Rishi Sunak, the former chancellor, has come top again in the second round of voting on Thursday in the Tory leadership contest after getting 101 votes, with junior trade minister Penny Mordaunt and foreign secretary Liz Truss in second and third place with 83 and 64 respectively.
The Goan origin attorney-general Suella Braverman has been knocked out. The fourth and fifth places were taken by former equalities minister Kemi Badenoch and the chairman of the Commons foreign affairs select committee, Tom Tugendhat, with 49 and 32 votes respectively.
Over the weekend they will come under pressure to quit the race and urge their supporters to throw in their lot with one of the three remaining candidates. Out of 358 Tory MPs eligible to vote, 356 took part. Nothing is certain but at this stage, the final two may turn to be Sunak and Mordaunt.
What is clear is that the Right wing of the Conservative Party and its backers in their media are doing their best to undermine Sunak. In the first round on Wednesday, Sunak was top with 83 votes to Mordaunt’s 67. The Daily Telegraph’s page one headline on Thursday read: “Mordaunt seizes the momentum after first Tory ballot.”
It was claimed Mordaunt was way ahead of Sunak when it came to the 180,000 Tory party members who will choose the next leader and Prime Minister to succeed Boris Johnson. On LBC, various “callers” ran the talk station to express their admiration for her politics — and also remarked on her stunning beauty. On Thursday, the Daily Mail’s political editor, Jason Groves, suggested things were not going Sunak’s way. He wrote: “Rishi Sunak failed to deliver a knockout blow last night, leaving the race to succeed Boris Johnson wide open.
The former chancellor topped the first-round ballot of Tory MPs but did not manage to establish the kind of unassailable early lead seen when Mr Johnson seized the crown in 2019. “Mr Sunak has been the hot favourite to win the backing of Tory MPs. But in a secret ballot yesterday he got a slightly underwhelming 88 votes, ahead of Penny Mordaunt on 67 and Liz Truss on 50. “His tally amounts to just under a quarter of Tory MPs and will alarm those on his team hoping that he would be out of sight after the first round.
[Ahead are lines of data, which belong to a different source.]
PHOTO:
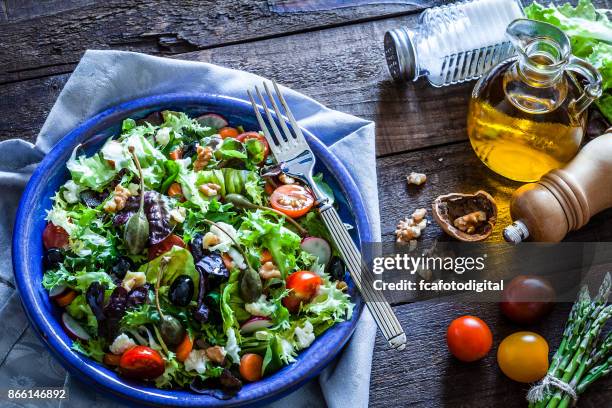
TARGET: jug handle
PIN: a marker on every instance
(592, 90)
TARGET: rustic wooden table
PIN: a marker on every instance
(334, 55)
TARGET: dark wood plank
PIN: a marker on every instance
(157, 27)
(19, 10)
(454, 168)
(342, 67)
(426, 375)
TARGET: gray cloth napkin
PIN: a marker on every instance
(106, 78)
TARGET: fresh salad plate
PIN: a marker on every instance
(180, 298)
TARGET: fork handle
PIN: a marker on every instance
(362, 276)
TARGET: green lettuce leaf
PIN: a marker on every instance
(590, 32)
(181, 263)
(263, 229)
(93, 172)
(93, 348)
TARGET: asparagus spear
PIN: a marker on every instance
(580, 350)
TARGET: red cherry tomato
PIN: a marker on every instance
(527, 299)
(304, 286)
(292, 199)
(469, 338)
(141, 363)
(255, 135)
(54, 237)
(165, 245)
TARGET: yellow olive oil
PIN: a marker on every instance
(519, 135)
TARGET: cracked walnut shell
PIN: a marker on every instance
(466, 217)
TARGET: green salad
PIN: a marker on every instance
(180, 255)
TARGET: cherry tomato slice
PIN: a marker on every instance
(255, 135)
(469, 338)
(165, 245)
(304, 286)
(523, 356)
(55, 237)
(141, 363)
(292, 199)
(228, 132)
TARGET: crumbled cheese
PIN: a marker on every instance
(133, 280)
(162, 137)
(133, 188)
(178, 214)
(416, 178)
(226, 237)
(237, 258)
(196, 361)
(261, 307)
(71, 192)
(287, 351)
(121, 344)
(304, 336)
(232, 348)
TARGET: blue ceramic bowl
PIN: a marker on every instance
(44, 316)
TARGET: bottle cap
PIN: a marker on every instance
(516, 232)
(400, 54)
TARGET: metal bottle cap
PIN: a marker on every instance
(516, 232)
(400, 54)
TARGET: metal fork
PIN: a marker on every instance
(297, 160)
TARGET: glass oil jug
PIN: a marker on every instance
(528, 114)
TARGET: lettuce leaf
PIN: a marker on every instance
(263, 229)
(93, 172)
(93, 348)
(590, 32)
(181, 263)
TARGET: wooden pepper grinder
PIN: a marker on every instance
(564, 199)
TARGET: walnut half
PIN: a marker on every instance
(467, 217)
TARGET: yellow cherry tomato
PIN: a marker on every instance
(523, 356)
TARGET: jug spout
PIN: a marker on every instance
(545, 53)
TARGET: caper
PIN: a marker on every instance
(172, 331)
(181, 290)
(250, 285)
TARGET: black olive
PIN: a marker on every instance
(171, 330)
(336, 268)
(195, 247)
(91, 198)
(181, 290)
(52, 258)
(138, 296)
(190, 150)
(121, 267)
(212, 264)
(201, 313)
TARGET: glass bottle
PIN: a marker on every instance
(528, 114)
(452, 43)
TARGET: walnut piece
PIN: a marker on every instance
(210, 189)
(210, 240)
(411, 227)
(419, 214)
(285, 179)
(204, 156)
(268, 271)
(117, 203)
(469, 222)
(216, 354)
(416, 178)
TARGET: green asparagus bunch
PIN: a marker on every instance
(582, 356)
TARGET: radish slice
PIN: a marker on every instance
(212, 120)
(317, 247)
(74, 330)
(255, 323)
(58, 291)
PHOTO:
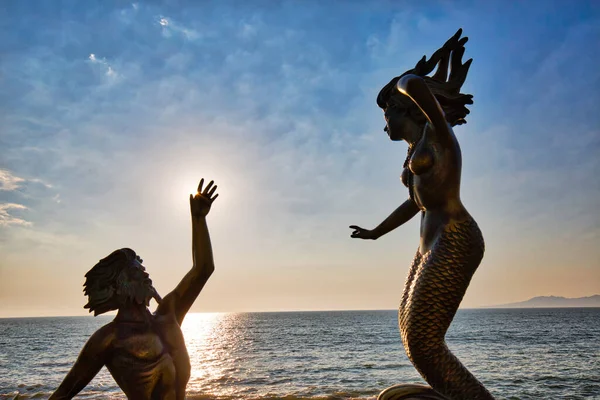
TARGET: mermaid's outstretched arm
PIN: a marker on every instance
(401, 215)
(183, 296)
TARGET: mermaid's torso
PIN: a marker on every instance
(149, 360)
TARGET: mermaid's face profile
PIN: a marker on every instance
(118, 280)
(400, 125)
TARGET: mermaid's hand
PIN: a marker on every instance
(362, 233)
(201, 202)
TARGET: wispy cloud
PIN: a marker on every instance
(8, 181)
(109, 70)
(171, 27)
(6, 219)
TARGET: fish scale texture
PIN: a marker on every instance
(435, 286)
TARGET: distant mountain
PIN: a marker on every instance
(554, 301)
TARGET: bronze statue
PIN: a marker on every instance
(145, 353)
(422, 110)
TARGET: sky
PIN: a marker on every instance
(111, 112)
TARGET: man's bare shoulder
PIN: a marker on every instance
(104, 337)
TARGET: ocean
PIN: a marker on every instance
(516, 353)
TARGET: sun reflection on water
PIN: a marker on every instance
(211, 340)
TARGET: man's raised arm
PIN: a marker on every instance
(183, 296)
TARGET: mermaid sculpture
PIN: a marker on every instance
(422, 110)
(145, 353)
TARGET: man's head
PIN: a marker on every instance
(117, 280)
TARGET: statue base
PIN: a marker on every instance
(410, 391)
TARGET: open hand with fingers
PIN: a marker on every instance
(362, 233)
(200, 202)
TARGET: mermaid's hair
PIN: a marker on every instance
(445, 88)
(107, 284)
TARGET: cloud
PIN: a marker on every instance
(8, 181)
(109, 70)
(7, 219)
(170, 28)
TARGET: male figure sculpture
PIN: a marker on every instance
(145, 353)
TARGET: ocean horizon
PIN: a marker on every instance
(526, 353)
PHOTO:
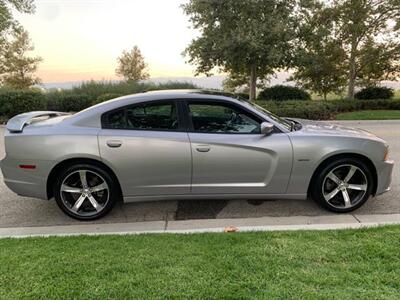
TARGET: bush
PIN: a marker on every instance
(14, 102)
(373, 93)
(282, 92)
(325, 110)
(94, 89)
(68, 101)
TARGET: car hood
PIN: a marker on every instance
(326, 128)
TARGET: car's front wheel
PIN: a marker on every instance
(343, 185)
(85, 192)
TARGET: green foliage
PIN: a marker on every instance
(347, 42)
(16, 67)
(320, 264)
(248, 37)
(14, 102)
(325, 110)
(370, 115)
(376, 92)
(96, 88)
(68, 101)
(131, 65)
(283, 92)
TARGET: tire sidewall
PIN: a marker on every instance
(316, 191)
(113, 190)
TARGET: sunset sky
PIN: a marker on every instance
(81, 39)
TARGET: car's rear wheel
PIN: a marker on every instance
(85, 192)
(343, 185)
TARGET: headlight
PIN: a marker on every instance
(386, 155)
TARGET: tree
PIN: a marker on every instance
(17, 68)
(363, 27)
(318, 62)
(234, 82)
(7, 22)
(248, 37)
(131, 65)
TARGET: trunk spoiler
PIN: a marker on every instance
(17, 123)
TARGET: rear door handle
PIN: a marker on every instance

“By contrast, Mr Johnson crushed his opponents in the first round in 2019, taking 114 votes to Jeremy Hunt’s 43. Tory MPs with long memories were last night recalling the 2001 leadership contest when Michael Portillo took a narrow first-round lead but ended up being dumped out in subsequent rounds after his campaign stalled.” Groves added: “Mr Sunak’s team were last night putting a brave face on things, pointing out that it was no mean achievement to secure a quarter of the vote in a crowded field of eight candidates. “He is still well-placed to make the final two candidates who will then go forward to a vote by Conservative Party activists next month. But he cannot yet be certain.”